For a language $L$ with pumping length $p$, and a string $s\in L$, the pumping lemmas are as follows:

Regular version: If $|s| \geq p$, then $s$ can be written as $xyz$, satisfying the following conditions:

1. $|y|\geq 1$
2. $|xy|\leq p$
3. $ \forall i\geq 0: xy^iz\in L$

Context-free version: If $|s| \geq p$, then $s$ can be written as $uvxyz$, satisfying the following conditions:

1. $|vy|\geq 1$
2. $|vxy|\leq p$
3. $ \forall i\geq 0: uv^ixy^iz\in L$

My question is this: Why do we have condition 2 in the lemma (for either case)? I understand that condition 1 essentially says that the "pumpable" (meaning nullable or arbitrarily repeatable) substring has to have some nonzero length, and condition 3 says that the pumpable substring can be repeated arbitrarily many times without deriving an invalid string (with respect to $L$). I'm not sure what the second condition means or why it is important. Is there a simple but meaningful example to illustrate its importance?

Answer 1

When proving that a language isn't regular/context free it is quite useful to be able to limit the area containing the pumped string. The classical example is proving $\{a^n b^n \colon a \ge 0\}$ non-regular: If you take $\sigma = a^p b^p$, where $p$ is the lemma's constant, then without condition (2) you have to consider the three pieces into which $\sigma$ can be cut to be formed of $a$, of $b$, or both. Can be done, but is a lot more complicated. In the language given in the question (same number of $a$ and $b$), you can select $\sigma = a^p b^p$, and unless you can force the piece pumped to be just $a$ or $b$ you won't go anywhere, and there condition (2) is vital.

Answer 2

Consider the language of words over $\{a,b\}$ consisting of words with an equal number of $a$s and $b$s. This language is context-free but not regular.
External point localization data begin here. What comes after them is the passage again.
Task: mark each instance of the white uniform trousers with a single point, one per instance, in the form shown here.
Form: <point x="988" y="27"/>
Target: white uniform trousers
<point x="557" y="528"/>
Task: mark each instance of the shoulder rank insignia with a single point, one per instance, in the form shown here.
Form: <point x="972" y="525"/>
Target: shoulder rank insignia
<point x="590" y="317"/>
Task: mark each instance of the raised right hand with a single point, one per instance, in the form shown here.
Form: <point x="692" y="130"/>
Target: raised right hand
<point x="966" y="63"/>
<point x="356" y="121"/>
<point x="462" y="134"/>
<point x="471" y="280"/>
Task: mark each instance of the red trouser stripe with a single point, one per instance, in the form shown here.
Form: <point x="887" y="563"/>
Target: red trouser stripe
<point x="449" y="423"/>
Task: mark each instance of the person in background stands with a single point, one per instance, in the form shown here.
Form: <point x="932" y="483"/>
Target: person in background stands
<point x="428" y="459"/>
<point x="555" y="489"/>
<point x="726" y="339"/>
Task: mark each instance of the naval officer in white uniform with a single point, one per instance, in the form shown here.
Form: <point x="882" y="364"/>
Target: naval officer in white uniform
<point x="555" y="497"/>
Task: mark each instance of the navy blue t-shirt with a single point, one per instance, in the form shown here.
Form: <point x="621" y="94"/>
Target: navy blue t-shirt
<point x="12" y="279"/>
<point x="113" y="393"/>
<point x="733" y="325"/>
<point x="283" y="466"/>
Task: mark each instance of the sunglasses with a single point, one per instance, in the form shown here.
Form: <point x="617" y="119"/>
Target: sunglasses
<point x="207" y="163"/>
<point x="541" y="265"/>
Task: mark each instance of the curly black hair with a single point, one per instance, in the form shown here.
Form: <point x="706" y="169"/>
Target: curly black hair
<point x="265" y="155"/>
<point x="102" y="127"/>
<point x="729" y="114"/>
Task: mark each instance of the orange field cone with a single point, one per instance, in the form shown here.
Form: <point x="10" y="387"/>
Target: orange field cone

To show that it is not regular using the pumping lemma, you start with the word $a^pb^p$ and pump $y$, which must consist solely of $a$s. Without condition (2), this wouldn't work: you can pump $ab$ (in the middle) and remain inside the language. Moreover, for any word that you start with, you will be able to find one of the substrings $ab,ba$ which you could then pump.

Similar considerations show that condition (2) is needed for proving that the language over $\{a,b,c\}$ consisting of those words having an equal number of $a$s, $b$s and $c$s is not context-free.